Jonathan VoylesHonors Alumnus Jonathan Voyles recently graduated from Stanford University with a Master’s degree in Geophysics and started working at Chevron as a Seismic Imaging Researcher focused on fiber-optic geophysics in Houston, Texas.

Jonathan has always been fascinated by rocks and minerals. As a child, he dreamed of owning a jewelry store called “Jonathan’s Gems and Jewels.” He later discovered that he was more interested in the science of rocks rather than the business of rocks.

Jonathan’s current work focuses on applying emerging fiber-optic recording technologies to problems concerning the Earth. Of particular interest to him is the energy transition, where he is striving to supplement the use of fossil fuels with renewable energy to meet society’s rapidly growing demand for energy. Jonathan began his first job out of graduate school working at the Chevron Technology Center. He admits it may seem contradictory for someone with a passion for the energy transition to work for Big Oil, but Jonathan believes that oil companies are in the best position to make the change to renewable energy, as these companies already have the funding, infrastructure, and intelligence needed to work towards these goals.

The field of Earth Science is fairly young when compared to other sciences and is growing exponentially.
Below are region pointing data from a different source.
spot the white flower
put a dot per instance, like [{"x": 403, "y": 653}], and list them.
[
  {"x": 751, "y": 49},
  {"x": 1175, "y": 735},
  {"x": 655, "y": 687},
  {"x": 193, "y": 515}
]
Jonathan believes that this field is ideal for students looking to explore and make new discoveries. He would encourage students who want to follow a similar educational or career path to also get involved in computer or data science, as these skills will give students an advantage in the workplace.

Jonathan is grateful for his experiences in the Honors College and at the University of Utah which helped set him up on a path to success. One of Jonathan’s most memorable experiences during his time at the University of Utah was researching at the University of Utah Seismograph Stations, a research group that works on detecting and understanding earthquakes occurring across Utah and Yellowstone National Park. Through his research as an undergraduate student, Jonathan was able to publish a first-authored publication in a peer-reviewed journal, which he was able to use as a chapter in his Honors thesis. Jonathan believes that having a positive track-record in research helped him prove to graduate schools that he could keep up and be successful within graduate education.

Jonathan is now thriving in a career that he is passionate about and hopes that every student can find a meaningful career path. He would encourage students to dive deep into their own passions and interests and to be careful of comparison. Jonathan shares that when you stop comparing yourself to others, you’re able to be content with your life and freely pursue your own passions.

We are grateful for Jonathan’s decision to pursue his passion in Geophysics and we are excited to see his impact making sustainable energy more accessible within our community.